経団連の動きと並行して、学生が1年中いつでも応募できる通年採用も増えつつある。
代表例は「ユニクロ」を展開するファーストリテイリングである。昨年12月、同社は2013年入社の学生を対象に通年採用を行うことを発表した。
ファストリの採用方法は単に通年だけでなく、1年生から応募が可能で、学年、新卒・中途、国籍を問わないオープンなもので、
日本企業としては画期的な内容である。ファストリは、留学生も差別せず、多様な人材の獲得ができると語っている。
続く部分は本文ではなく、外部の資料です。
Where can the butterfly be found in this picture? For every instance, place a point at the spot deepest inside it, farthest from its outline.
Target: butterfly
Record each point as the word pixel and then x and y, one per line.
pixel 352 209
この二つのトピックをめぐって提起されている主な論点は下記のようなものである。
1)採用期間はどの程度が適切か
2)一括採用と通年採用どちらをとるべきか
3)企業はどのような人材を採用するべきか
これらのテーマについて行われている一般的な議論がなぜ迷走しているかを説明し、どうあるべきかを考えることにする。
■経団連の方針変更が日本全体を変えるわけではない
企業、学生双方にとっての負担を考えると、採用期間は短い方が良いに決まっている。
したがって、経団連は期間を2カ月短くしたわけだが、これは日本全体で見れば、大して問題解決になっていない。
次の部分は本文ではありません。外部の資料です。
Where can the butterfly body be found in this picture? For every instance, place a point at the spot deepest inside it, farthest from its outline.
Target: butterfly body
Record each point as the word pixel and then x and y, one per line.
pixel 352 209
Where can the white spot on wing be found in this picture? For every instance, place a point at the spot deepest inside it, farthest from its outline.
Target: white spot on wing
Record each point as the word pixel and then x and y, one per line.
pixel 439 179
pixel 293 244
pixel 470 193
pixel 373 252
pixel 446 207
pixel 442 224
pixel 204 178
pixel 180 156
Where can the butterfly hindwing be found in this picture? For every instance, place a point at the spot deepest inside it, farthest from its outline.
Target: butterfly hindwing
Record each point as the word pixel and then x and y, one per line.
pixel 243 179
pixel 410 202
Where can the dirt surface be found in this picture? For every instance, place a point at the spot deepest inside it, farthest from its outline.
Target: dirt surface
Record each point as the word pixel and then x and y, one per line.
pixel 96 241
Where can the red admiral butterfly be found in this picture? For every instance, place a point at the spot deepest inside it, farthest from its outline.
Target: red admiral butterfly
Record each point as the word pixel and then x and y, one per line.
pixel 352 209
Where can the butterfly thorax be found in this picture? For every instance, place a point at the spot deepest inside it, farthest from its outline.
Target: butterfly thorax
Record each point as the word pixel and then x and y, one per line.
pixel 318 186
なぜなら、経団連加盟企業・団体は約1603社(2011年6月時点)に過ぎず、日本全体の事業所数(約604万社)の0.1%にも満たないからである。
採用期間の短縮によって、経団連加盟企業や一部の大企業、有名企業は恩恵を受けるかもしれないが、
その他大勢の中堅・中小企業にとって状況は変わらない。
というのは、中小企業が大企業と同時期に内定を出しても、学生が辞退して大企業に行く可能性が高いからである。
大企業は4年生の1学期に内定を出すが、中堅以下の内定はどうしても秋までかかってしまう。
つまり、解禁日が3年生の12月に変わっても、中堅以下は1年近く採用を続けることは変わらず、これでは企業も学生も疲弊する。